Me han sido revelados los serios riesgos que enfrentaremos en estos últimos días. Nuestra única luz y guía en la que podemos confiar en este tiempo se halla en la Palabra de Dios. Debemos considerarla nuestra consejera, y seguir sus instrucciones fielmente, o descubriremos que nos gobiernan nuestros rasgos de carácter, y nuestra vida pondrá de manifiesto una obra egoísta que será un obstáculo y no una bendición para nuestros semejantes…
Los que son guías y maestros del pueblo deben instruir a los miembros de iglesia en cuanto a cómo trabajar en actividades misioneras, y luego ver cómo avanza la importante obra de proclamar este mensaje que debe despertar a toda ciudad que no ha recibido la advertencia, antes que venga la crisis cuando, por medio de las artimañas de los agentes satánicos, las puertas ahora abiertas al mensaje del tercer ángel sean cerradas…
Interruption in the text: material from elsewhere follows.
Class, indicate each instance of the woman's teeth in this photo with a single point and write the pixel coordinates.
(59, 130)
Los justos juicios del Señor y su decisión final están descendiendo a la tierra. No revoloteen sobre las iglesias para repetir las mismas verdades al pueblo, mientras se abandonan las ciudades en la ignorancia y el pecado, sin que se realice obra en ellas. Pronto el camino será cerrado y estas poblaciones no tendrán ya acceso al mensaje evangélico para que puedan unirse en la realización de una obra definida y abnegada…
El mundo se está preparando para la obra final del mensaje del tercer ángel. La verdad se ha de manifestar ahora con un poder que no se ha conocido durante años. El mensaje de la verdad presente ha de proclamarse en todas partes (Alza tus ojos, 17 de septiembre, p. 272).